Chip Monitoring And Test Collaborate

What’s driving tighter interaction between processes, and what’s next.


As on-chip monitoring becomes more prevalent in complex advanced-node ICs, it’s easy to question whether or not it conflicts with conventional silicon testing. It might even supplant such testing in the future. Or alternatively, they could interact, with each supporting the other.

“On-chip monitors provide fine-grained observability into effects and issues that are otherwise difficult or impossible to identify from conventional product test data, and therefore offer new opportunities not only for performance, yield and quality improvement, but also test optimization,” said Dennis Ciplickas, vice president of advanced solutions at PDF Solutions.

Interaction with test becomes the next logical step. “The industry is moving from static monitoring and siloed testing to continuous-loop and feedback monitoring, with testing that improves upon itself using a combination of rules and AI,” noted Keith Schaub, vice president of technology and strategy at Advantest.

It may be tempting simply to throw away devices that fail a test, but monitoring provides more insights into the possible causes of the failure. “There’s still a cost to collect data even from a defective chip,” said Robert Ruiz, product marketing director, functional safety practitioner, digital design group at Synopsys. “But in many cases, it’s worth the cost to improve the yield or to alter the design to improve the overall yield.”

Functional test and on-chip monitoring are learning not only to live with each other, but to complement each other and to work together.
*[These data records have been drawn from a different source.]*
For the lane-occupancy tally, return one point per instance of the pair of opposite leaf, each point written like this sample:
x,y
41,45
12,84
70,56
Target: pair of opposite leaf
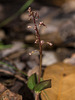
x,y
38,87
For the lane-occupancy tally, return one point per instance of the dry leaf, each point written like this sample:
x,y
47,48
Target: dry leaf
x,y
63,82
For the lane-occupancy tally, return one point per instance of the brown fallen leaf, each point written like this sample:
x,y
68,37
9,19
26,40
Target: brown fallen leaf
x,y
6,94
63,82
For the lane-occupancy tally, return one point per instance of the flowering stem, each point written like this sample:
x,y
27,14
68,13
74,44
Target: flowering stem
x,y
40,52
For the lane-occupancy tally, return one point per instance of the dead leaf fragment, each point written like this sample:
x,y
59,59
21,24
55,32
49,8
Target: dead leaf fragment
x,y
63,81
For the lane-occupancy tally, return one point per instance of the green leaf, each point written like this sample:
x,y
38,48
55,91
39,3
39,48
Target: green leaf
x,y
32,81
42,85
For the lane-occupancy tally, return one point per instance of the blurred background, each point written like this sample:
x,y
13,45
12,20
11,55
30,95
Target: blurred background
x,y
17,41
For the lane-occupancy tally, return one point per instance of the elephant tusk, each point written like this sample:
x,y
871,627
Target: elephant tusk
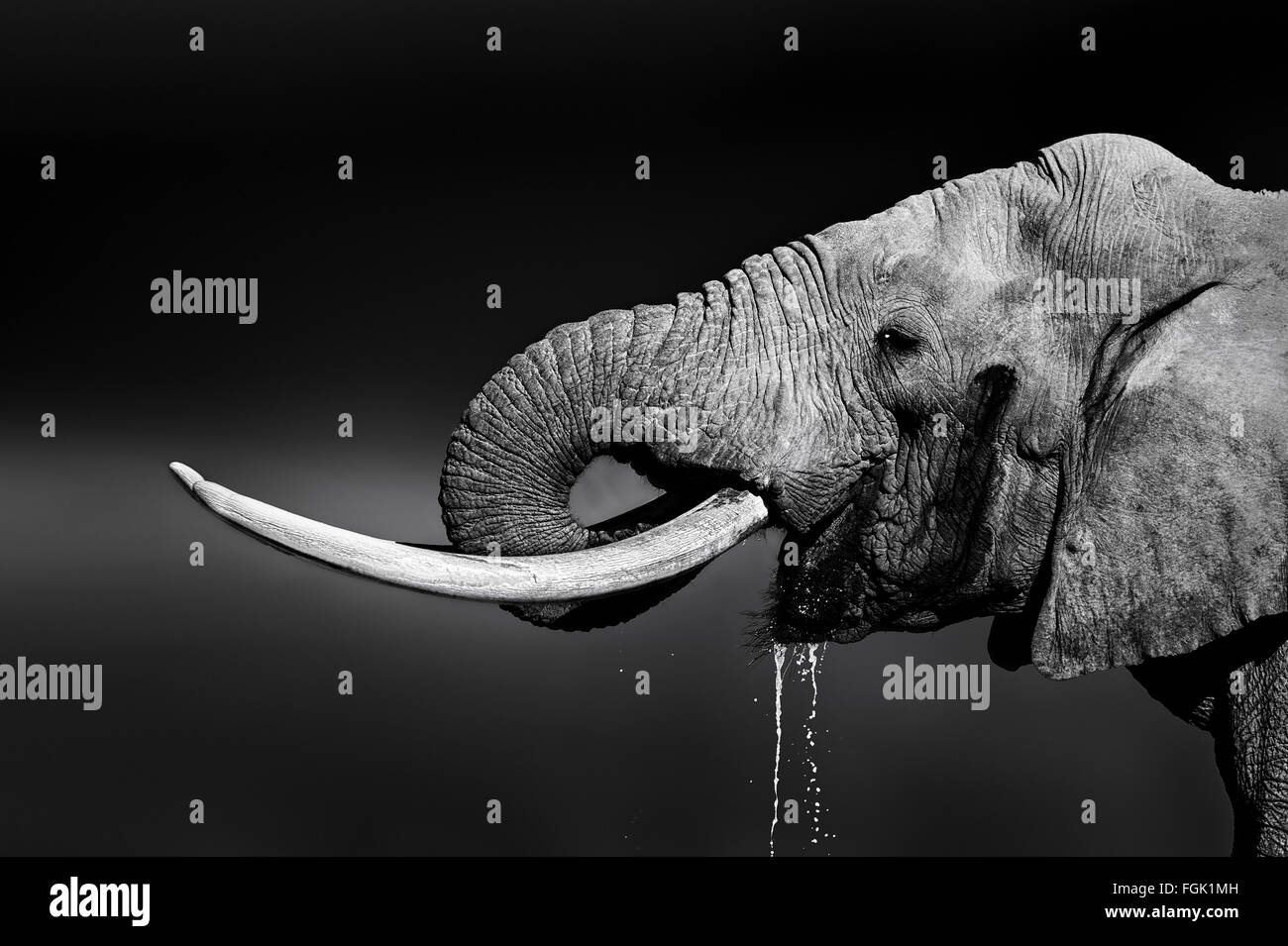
x,y
671,549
While tests confirm the structural integrity of a chip, concurrent monitoring can provide context, depth, and color to the test results. Together, they can provide a stronger basis for the ongoing field monitoring and in-system testing.

“You can’t really have the analytics without the tests because you still need to do structural testing,” said Lee Harrison, automotive IC test solutions manager at Siemens EDA. “And likewise, doing structural testing is great, but the analytics is giving you so much more data on the system than you would ever get from a pure structural test.”

Fusing these worlds together isn’t easy, though. “It’s definitely two big players that are learning how to play together,” observed Gal Carmel, general manager for automotive at proteanTecs. “But test has a lot to gain from monitoring, and vice versa.

Testing and monitoring as separate things… to an extent
Testing and monitoring have completely separate origins. The notion of testing is inherent in any manufacturing process of any kind. The goal is to ensure that whatever was built was done so correctly. That goes for semiconductors as well as any other manufacturing output.

The goal of testing is to define ahead of time what critical aspects of the product must be verified. Semiconductors are no different. But defining those tests can be extremely complex. The whole notion of coverage reflects the fact that it’s very hard to test absolutely everything. Add economics into the equation, balancing the cost of testing against the cost of failure, and it becomes even harder.

The result of testing is typically either a pass/fail determination, or perhaps a binning decision. Once the testing is complete, it’s over for the life of the product. Or at least, that’s usually the case — with one evolving new exception.

Automotive systems are now required to execute tests “in-system” — at power-on, at various intervals while in operation, and at power-off. This is to conform to safety requirements and to ensure that no latent damage or aging semiconductors put any of the people in the vehicle or nearby vehicles in danger.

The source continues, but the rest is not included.